Résumé
In this paper, we contribute to the Extreme Bandit problem, a variant of Multi-Armed Bandits in which the learner seeks to collect the largest possible reward. We first study the concentration of the maximum of i.i.d random variables under mild assumptions on the tail of the rewards distributions. This analysis motivates the introduction of Quantile of Maxima (QoMax). The properties of QoMax are sufficient to build an Explore-Then-Commit (ETC) strategy, QoMax-ETC, achieving strong asymptotic guarantees despite its simplicity.

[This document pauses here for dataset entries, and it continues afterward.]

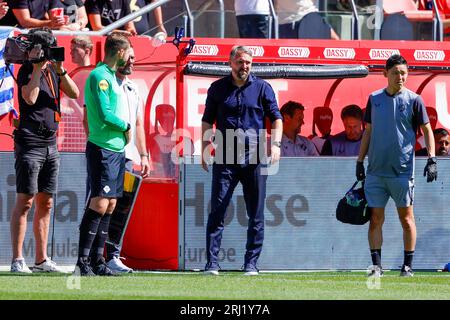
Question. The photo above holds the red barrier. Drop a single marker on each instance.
(151, 239)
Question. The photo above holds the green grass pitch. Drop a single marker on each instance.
(228, 286)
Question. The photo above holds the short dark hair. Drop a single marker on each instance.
(394, 60)
(352, 110)
(290, 107)
(114, 42)
(83, 42)
(441, 131)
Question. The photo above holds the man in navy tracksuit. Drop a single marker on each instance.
(238, 104)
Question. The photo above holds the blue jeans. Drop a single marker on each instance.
(224, 181)
(113, 250)
(253, 26)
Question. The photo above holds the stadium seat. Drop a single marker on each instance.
(407, 8)
(396, 27)
(314, 26)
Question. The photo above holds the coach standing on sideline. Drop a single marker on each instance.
(36, 153)
(392, 116)
(108, 135)
(238, 105)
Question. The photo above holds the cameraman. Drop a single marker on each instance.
(36, 153)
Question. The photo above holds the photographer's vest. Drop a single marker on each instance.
(39, 122)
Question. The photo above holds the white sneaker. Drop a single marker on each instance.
(211, 272)
(116, 265)
(47, 266)
(19, 266)
(375, 271)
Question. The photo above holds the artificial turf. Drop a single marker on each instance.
(228, 286)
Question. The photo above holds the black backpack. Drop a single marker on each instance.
(352, 208)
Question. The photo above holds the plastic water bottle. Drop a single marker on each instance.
(159, 39)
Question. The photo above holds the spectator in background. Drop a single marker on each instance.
(142, 24)
(441, 143)
(81, 50)
(253, 18)
(33, 14)
(3, 9)
(444, 9)
(76, 15)
(347, 142)
(293, 144)
(291, 12)
(102, 13)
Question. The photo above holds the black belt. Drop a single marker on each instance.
(37, 128)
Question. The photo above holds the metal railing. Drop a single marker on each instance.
(203, 8)
(117, 24)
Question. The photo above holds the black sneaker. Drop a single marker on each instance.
(406, 271)
(83, 267)
(101, 269)
(212, 269)
(250, 270)
(375, 271)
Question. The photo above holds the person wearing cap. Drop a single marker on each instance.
(33, 14)
(442, 143)
(292, 143)
(36, 153)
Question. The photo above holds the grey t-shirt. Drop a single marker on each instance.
(301, 147)
(339, 145)
(395, 120)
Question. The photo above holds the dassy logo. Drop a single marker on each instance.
(429, 55)
(339, 53)
(325, 117)
(293, 52)
(382, 54)
(205, 50)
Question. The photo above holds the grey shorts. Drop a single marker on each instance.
(36, 168)
(106, 171)
(379, 189)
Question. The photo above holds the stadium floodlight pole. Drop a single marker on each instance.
(221, 19)
(191, 18)
(117, 24)
(55, 197)
(184, 49)
(438, 28)
(274, 17)
(355, 21)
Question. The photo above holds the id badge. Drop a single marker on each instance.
(57, 116)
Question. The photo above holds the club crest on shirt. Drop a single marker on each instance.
(103, 85)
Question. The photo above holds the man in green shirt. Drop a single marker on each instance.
(108, 135)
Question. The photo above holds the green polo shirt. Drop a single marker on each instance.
(105, 115)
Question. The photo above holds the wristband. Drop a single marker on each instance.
(277, 144)
(62, 74)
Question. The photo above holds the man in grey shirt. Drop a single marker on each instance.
(347, 142)
(293, 144)
(392, 116)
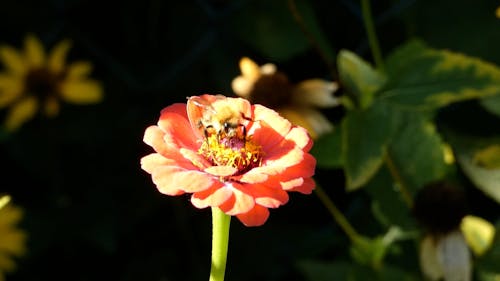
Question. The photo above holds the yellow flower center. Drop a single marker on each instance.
(42, 82)
(238, 152)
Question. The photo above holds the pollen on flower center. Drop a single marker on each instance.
(240, 153)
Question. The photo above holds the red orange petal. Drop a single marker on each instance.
(153, 160)
(214, 196)
(269, 128)
(269, 197)
(306, 188)
(257, 216)
(174, 180)
(300, 137)
(240, 202)
(221, 171)
(173, 121)
(153, 136)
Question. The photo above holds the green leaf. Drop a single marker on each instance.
(269, 27)
(325, 271)
(327, 150)
(358, 77)
(424, 78)
(417, 152)
(388, 206)
(368, 251)
(487, 180)
(365, 135)
(372, 251)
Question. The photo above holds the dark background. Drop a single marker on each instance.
(91, 213)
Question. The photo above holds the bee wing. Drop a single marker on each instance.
(197, 107)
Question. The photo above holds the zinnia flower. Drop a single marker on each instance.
(229, 154)
(297, 102)
(35, 82)
(444, 254)
(12, 239)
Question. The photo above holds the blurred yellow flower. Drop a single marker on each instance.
(298, 103)
(12, 239)
(34, 82)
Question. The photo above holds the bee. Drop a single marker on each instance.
(218, 115)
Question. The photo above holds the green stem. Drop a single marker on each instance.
(403, 188)
(336, 214)
(371, 34)
(220, 241)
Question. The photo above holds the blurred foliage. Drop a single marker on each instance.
(92, 214)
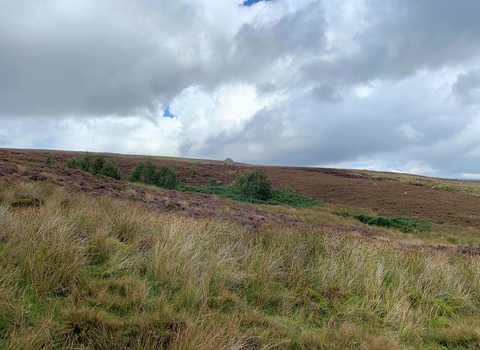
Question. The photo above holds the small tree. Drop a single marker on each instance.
(111, 169)
(255, 186)
(86, 162)
(150, 172)
(167, 178)
(98, 164)
(213, 182)
(72, 163)
(48, 159)
(138, 173)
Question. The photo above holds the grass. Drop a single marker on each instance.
(280, 197)
(404, 224)
(100, 273)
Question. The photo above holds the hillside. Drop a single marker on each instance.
(89, 262)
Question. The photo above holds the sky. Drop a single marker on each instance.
(364, 84)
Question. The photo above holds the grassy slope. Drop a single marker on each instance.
(84, 273)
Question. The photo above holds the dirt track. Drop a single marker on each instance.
(383, 196)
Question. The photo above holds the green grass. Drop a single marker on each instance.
(404, 224)
(100, 273)
(280, 197)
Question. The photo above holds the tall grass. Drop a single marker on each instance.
(84, 273)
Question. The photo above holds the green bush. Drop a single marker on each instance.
(111, 169)
(150, 172)
(72, 163)
(402, 223)
(138, 173)
(98, 164)
(147, 173)
(255, 186)
(86, 162)
(95, 165)
(167, 178)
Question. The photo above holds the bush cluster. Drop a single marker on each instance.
(255, 186)
(147, 173)
(96, 165)
(402, 223)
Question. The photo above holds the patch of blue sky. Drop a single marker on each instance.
(167, 113)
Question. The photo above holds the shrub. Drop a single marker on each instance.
(138, 173)
(95, 165)
(85, 162)
(147, 173)
(167, 178)
(111, 169)
(150, 172)
(255, 186)
(402, 223)
(72, 163)
(98, 164)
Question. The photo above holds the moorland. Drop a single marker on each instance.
(342, 259)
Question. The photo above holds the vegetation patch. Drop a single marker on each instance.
(253, 188)
(399, 222)
(103, 273)
(278, 197)
(95, 165)
(25, 202)
(148, 174)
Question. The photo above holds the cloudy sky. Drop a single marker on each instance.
(373, 84)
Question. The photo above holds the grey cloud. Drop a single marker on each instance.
(404, 36)
(303, 30)
(467, 88)
(60, 62)
(326, 93)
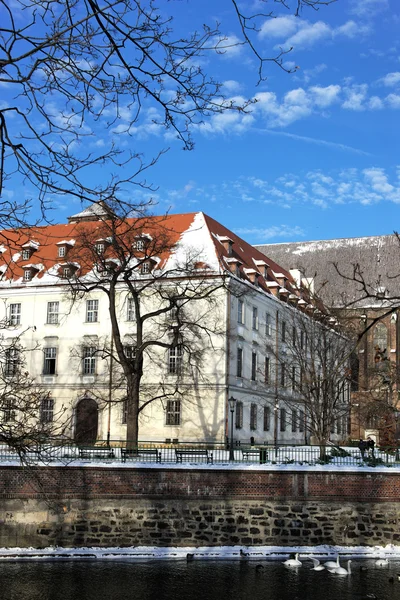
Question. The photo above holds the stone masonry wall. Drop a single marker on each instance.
(206, 507)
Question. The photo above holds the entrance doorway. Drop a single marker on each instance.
(86, 421)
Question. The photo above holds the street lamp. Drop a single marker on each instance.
(232, 404)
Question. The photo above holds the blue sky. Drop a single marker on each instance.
(317, 157)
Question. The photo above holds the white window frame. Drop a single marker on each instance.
(47, 410)
(175, 356)
(130, 309)
(89, 360)
(49, 360)
(173, 413)
(241, 313)
(255, 318)
(15, 314)
(92, 311)
(52, 312)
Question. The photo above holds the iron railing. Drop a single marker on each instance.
(196, 453)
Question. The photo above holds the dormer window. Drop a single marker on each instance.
(63, 247)
(145, 268)
(68, 270)
(100, 247)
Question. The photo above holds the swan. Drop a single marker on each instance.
(382, 562)
(330, 564)
(317, 565)
(293, 562)
(342, 570)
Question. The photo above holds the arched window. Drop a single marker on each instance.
(380, 342)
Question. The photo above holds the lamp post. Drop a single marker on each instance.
(396, 418)
(232, 404)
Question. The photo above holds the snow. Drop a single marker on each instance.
(194, 243)
(258, 553)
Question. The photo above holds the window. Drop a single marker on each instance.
(175, 359)
(267, 418)
(301, 421)
(255, 318)
(139, 244)
(130, 351)
(267, 370)
(294, 420)
(145, 268)
(240, 312)
(50, 357)
(52, 312)
(8, 410)
(15, 314)
(253, 416)
(173, 412)
(268, 324)
(46, 410)
(294, 379)
(92, 311)
(283, 374)
(239, 415)
(89, 360)
(253, 366)
(282, 419)
(11, 362)
(239, 363)
(124, 414)
(130, 309)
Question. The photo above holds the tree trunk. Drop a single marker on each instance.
(132, 413)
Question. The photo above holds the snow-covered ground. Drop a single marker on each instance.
(259, 553)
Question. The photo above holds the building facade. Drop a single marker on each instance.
(218, 320)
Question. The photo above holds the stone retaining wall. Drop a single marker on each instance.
(210, 507)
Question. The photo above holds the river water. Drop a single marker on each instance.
(197, 580)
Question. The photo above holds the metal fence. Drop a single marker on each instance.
(196, 453)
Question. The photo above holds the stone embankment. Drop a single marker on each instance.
(104, 507)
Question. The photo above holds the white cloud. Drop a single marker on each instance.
(231, 85)
(276, 231)
(356, 96)
(368, 8)
(325, 96)
(280, 27)
(393, 100)
(391, 79)
(309, 34)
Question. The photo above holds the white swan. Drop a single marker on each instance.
(293, 562)
(342, 570)
(330, 564)
(317, 565)
(382, 562)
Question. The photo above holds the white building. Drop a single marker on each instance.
(244, 323)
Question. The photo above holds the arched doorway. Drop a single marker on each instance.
(86, 421)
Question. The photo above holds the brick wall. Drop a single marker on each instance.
(73, 506)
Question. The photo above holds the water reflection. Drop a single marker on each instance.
(198, 580)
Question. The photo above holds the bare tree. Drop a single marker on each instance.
(27, 410)
(74, 67)
(169, 297)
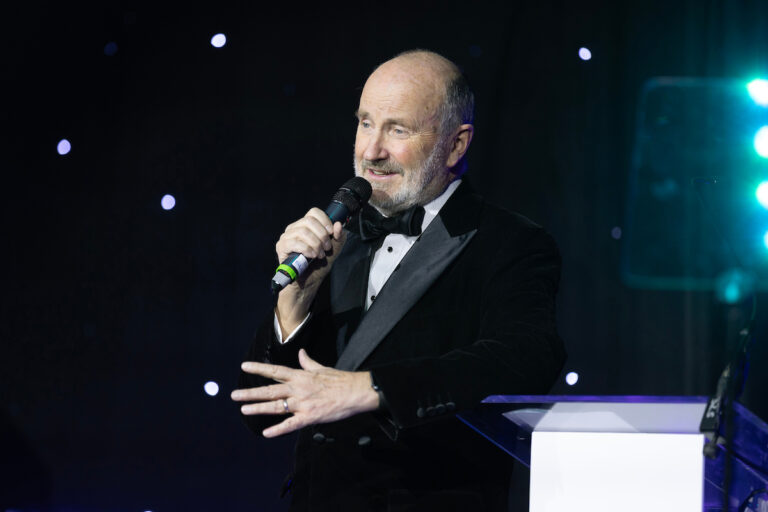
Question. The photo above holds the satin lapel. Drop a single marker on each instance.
(349, 284)
(420, 267)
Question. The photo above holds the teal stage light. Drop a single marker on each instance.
(734, 285)
(758, 90)
(762, 194)
(761, 142)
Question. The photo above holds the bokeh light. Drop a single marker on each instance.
(211, 388)
(63, 147)
(761, 142)
(219, 40)
(168, 202)
(762, 194)
(758, 91)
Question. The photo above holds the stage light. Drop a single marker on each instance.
(761, 142)
(218, 40)
(734, 284)
(63, 147)
(211, 388)
(762, 194)
(168, 202)
(758, 90)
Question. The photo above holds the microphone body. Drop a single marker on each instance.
(345, 203)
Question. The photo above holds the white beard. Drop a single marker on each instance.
(419, 186)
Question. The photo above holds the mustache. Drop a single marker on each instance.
(381, 165)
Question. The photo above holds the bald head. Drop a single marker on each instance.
(448, 88)
(411, 141)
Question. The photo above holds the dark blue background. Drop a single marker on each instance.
(114, 312)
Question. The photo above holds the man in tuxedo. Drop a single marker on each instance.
(431, 300)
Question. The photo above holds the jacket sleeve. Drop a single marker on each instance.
(516, 349)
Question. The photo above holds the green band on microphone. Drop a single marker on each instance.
(288, 270)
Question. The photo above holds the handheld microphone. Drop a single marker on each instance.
(346, 201)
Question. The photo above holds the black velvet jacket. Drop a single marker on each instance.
(469, 312)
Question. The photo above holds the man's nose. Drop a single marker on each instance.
(375, 148)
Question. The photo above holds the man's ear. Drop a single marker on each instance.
(460, 144)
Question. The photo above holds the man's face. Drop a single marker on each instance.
(397, 147)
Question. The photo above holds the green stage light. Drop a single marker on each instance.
(761, 142)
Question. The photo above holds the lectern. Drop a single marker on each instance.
(622, 453)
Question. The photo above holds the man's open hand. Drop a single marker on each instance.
(314, 394)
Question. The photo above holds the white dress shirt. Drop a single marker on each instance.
(388, 256)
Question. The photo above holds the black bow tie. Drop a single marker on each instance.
(370, 224)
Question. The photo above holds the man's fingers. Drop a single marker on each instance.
(272, 407)
(307, 362)
(274, 392)
(289, 425)
(272, 371)
(309, 228)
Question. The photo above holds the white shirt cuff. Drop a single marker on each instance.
(279, 332)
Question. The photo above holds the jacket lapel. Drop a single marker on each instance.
(349, 284)
(437, 247)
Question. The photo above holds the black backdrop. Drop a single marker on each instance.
(115, 312)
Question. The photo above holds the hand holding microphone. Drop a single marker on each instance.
(309, 237)
(316, 236)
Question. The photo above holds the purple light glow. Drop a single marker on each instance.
(168, 202)
(63, 147)
(211, 388)
(218, 40)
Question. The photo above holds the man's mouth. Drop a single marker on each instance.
(377, 172)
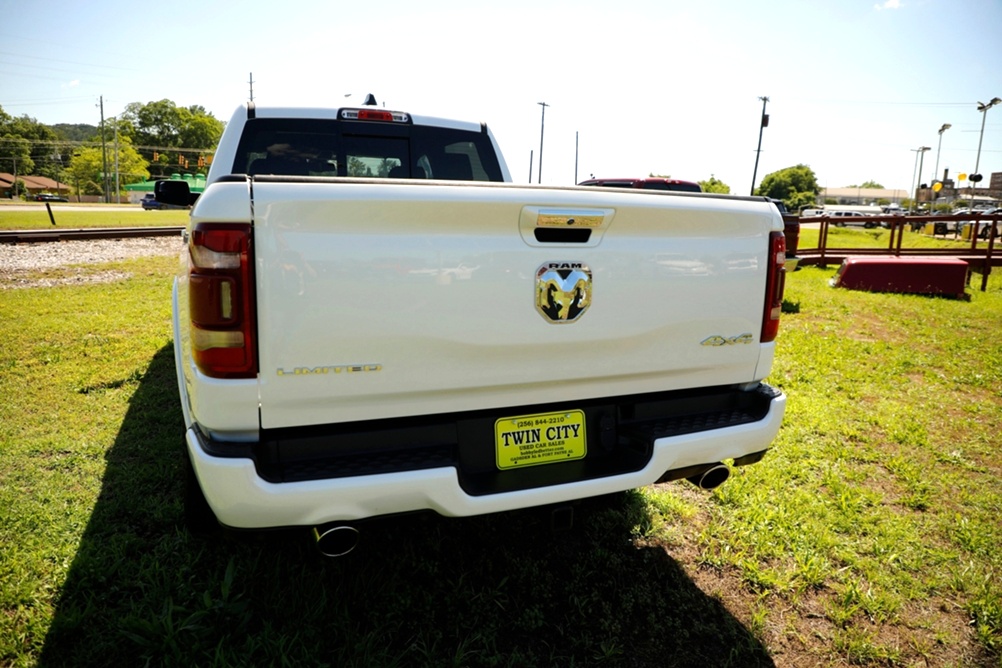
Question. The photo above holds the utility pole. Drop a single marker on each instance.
(762, 126)
(575, 156)
(118, 189)
(542, 121)
(104, 155)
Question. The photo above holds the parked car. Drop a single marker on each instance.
(149, 201)
(853, 218)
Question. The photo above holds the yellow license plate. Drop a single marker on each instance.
(545, 438)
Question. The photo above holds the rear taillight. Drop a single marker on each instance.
(775, 283)
(220, 299)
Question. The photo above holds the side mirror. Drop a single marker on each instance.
(174, 192)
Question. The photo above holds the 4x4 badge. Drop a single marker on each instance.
(563, 290)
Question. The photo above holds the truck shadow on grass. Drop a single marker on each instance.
(500, 590)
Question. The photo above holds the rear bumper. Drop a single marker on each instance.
(245, 490)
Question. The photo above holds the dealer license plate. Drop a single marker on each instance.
(545, 438)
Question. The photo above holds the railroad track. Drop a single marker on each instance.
(57, 234)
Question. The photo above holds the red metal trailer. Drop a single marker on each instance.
(919, 275)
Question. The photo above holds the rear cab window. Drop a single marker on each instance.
(325, 147)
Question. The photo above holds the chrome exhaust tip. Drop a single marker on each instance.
(711, 478)
(336, 540)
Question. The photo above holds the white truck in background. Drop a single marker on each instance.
(370, 318)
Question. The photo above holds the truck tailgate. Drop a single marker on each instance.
(389, 298)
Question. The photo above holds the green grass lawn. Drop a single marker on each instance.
(869, 536)
(124, 215)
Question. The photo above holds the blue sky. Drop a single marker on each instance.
(635, 87)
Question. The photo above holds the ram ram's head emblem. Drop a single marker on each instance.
(563, 290)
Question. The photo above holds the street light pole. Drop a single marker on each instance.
(542, 122)
(946, 126)
(922, 156)
(762, 126)
(983, 108)
(916, 173)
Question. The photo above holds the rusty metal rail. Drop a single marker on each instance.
(979, 254)
(40, 235)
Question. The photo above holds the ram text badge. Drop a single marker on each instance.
(563, 290)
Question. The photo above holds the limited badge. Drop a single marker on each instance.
(563, 290)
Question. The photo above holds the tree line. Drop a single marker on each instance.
(146, 140)
(159, 138)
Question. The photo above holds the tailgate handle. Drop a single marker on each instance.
(562, 234)
(542, 225)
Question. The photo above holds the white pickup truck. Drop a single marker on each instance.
(370, 320)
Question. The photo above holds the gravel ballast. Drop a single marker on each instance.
(18, 261)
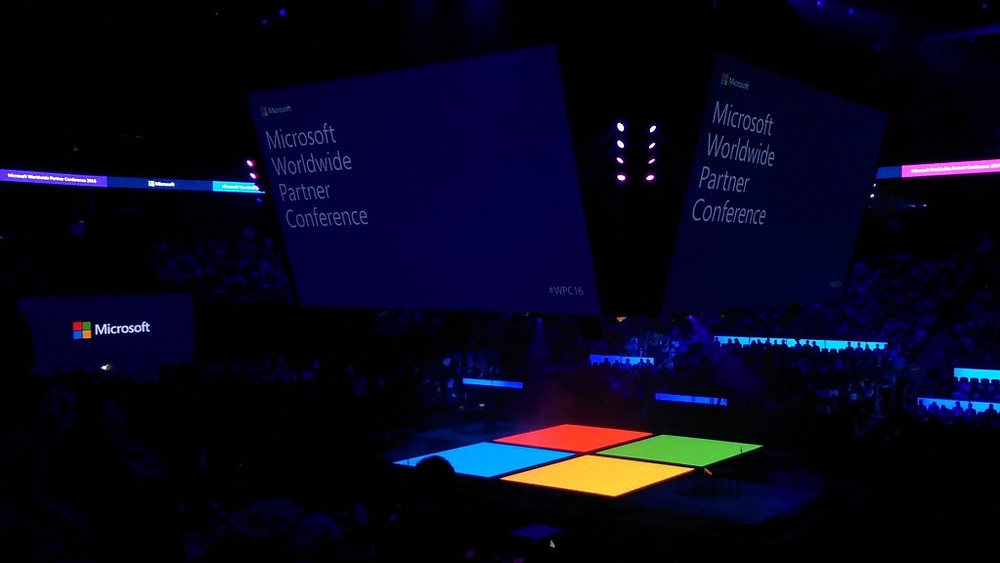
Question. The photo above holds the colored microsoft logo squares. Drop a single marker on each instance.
(605, 476)
(681, 450)
(574, 437)
(81, 330)
(488, 459)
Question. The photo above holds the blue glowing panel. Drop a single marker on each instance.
(488, 459)
(492, 383)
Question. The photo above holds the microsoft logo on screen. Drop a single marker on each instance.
(81, 330)
(85, 330)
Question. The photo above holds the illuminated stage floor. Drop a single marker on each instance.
(692, 496)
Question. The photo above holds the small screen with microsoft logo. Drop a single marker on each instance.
(131, 335)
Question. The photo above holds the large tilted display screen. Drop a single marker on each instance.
(778, 186)
(449, 186)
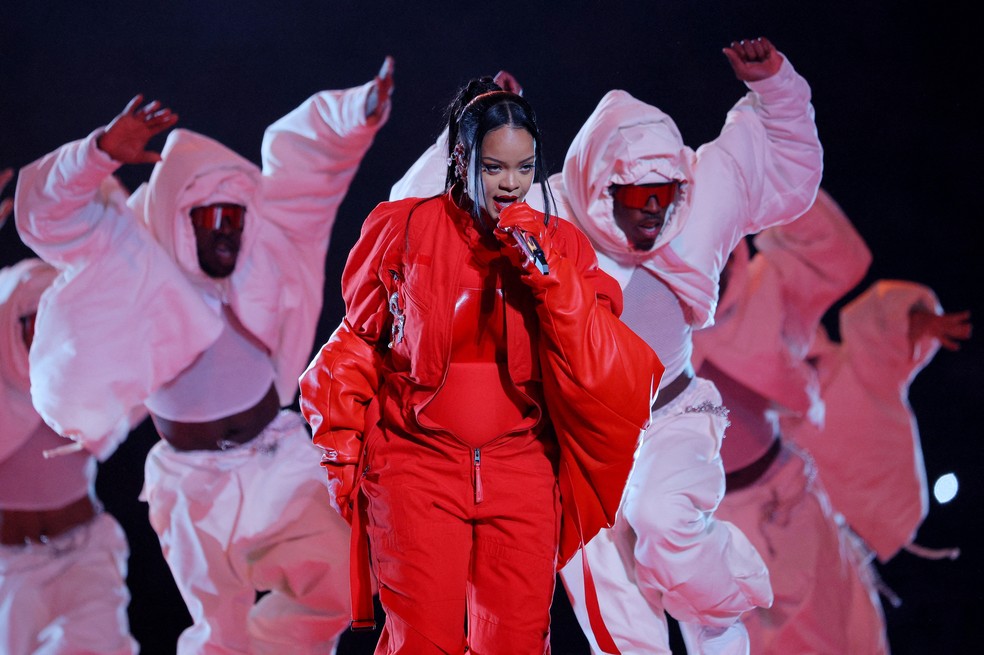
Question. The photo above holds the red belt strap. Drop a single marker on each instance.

We then propose and analyze a more adaptive, anytime algorithm, QoMax-SDA, which combines QoMax with a subsampling method recently introduced by Baudry et al. (2021). Both algorithms are more efficient than existing approaches in two aspects (1) they lead to better empirical performance (2) they enjoy a significant reduction of the memory and time complexities.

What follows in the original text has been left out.